Measure Experiment Design: Storevine Campaigns
Scenario
Four weeks before the Campaigns GA date, Storevine’s growth PM formalized the A/B experiment design that will test the primary product hypothesis: that the guided first-campaign flow with pre-populated product templates drives a materially higher first-send rate among non-adopter merchants than the standard blank-canvas campaign creation experience. The experiment runs for 60 days from GA and is the primary validation mechanism for the hypothesis defined during the Define phase.
Source Notes:
- Evan Miller, “How Not To Run An A/B Test” (evanmiller.org/how-not-to-run-an-ab-test.html) . establishes the importance of pre-defined sample sizes and fixed test durations to avoid peeking bias and inflated false positive rates, the protocol followed in this experiment design.

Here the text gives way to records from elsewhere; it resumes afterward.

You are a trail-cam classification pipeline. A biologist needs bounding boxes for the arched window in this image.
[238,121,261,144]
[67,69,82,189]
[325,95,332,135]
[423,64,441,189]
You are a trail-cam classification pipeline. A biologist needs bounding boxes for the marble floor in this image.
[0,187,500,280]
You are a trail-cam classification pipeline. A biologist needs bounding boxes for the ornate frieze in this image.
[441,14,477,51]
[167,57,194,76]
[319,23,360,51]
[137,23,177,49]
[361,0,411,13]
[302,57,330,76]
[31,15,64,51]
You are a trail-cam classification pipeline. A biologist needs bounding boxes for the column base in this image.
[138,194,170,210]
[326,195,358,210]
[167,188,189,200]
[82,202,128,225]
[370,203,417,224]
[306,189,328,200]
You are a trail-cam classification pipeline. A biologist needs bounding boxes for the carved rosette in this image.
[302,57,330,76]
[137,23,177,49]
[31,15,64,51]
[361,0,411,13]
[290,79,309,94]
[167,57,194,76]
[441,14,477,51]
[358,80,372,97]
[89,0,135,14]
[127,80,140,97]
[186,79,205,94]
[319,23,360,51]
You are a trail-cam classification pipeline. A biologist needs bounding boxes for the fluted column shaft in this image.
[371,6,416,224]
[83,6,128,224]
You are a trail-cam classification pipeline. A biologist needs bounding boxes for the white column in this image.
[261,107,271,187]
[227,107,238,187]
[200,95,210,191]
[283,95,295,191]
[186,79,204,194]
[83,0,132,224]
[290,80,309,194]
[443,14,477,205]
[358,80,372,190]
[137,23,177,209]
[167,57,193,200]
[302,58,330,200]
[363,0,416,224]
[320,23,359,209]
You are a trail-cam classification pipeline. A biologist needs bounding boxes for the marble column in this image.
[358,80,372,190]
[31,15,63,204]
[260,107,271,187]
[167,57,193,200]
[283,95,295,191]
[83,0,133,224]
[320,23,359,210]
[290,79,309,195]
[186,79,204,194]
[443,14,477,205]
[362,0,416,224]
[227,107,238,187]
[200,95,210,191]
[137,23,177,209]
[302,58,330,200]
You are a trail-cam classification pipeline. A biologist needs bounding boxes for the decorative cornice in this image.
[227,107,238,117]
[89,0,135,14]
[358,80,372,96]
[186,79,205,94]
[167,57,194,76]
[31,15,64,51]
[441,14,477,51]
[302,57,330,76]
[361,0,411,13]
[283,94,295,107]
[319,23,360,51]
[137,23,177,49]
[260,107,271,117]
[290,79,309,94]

- Ronald Fisher’s convention of p < 0.05 as the standard significance threshold for scientific experiments, established in “The Design of Experiments” (1935) . the alpha level used in this experiment, consistent with industry practice for product A/B tests.
- Nielsen Norman Group research on first-use experiences (nngroup.com) . establishes that guided first-session paths producing tangible value are the primary driver of tool retention for new users, providing the behavioral research basis for the hypothesis being tested.
Prompt
/experiment-design
Project: Campaigns . Campaigns guided first-campaign flowExperiment: Does the guided first-campaign flow increase first-send rate for non-adopter merchants?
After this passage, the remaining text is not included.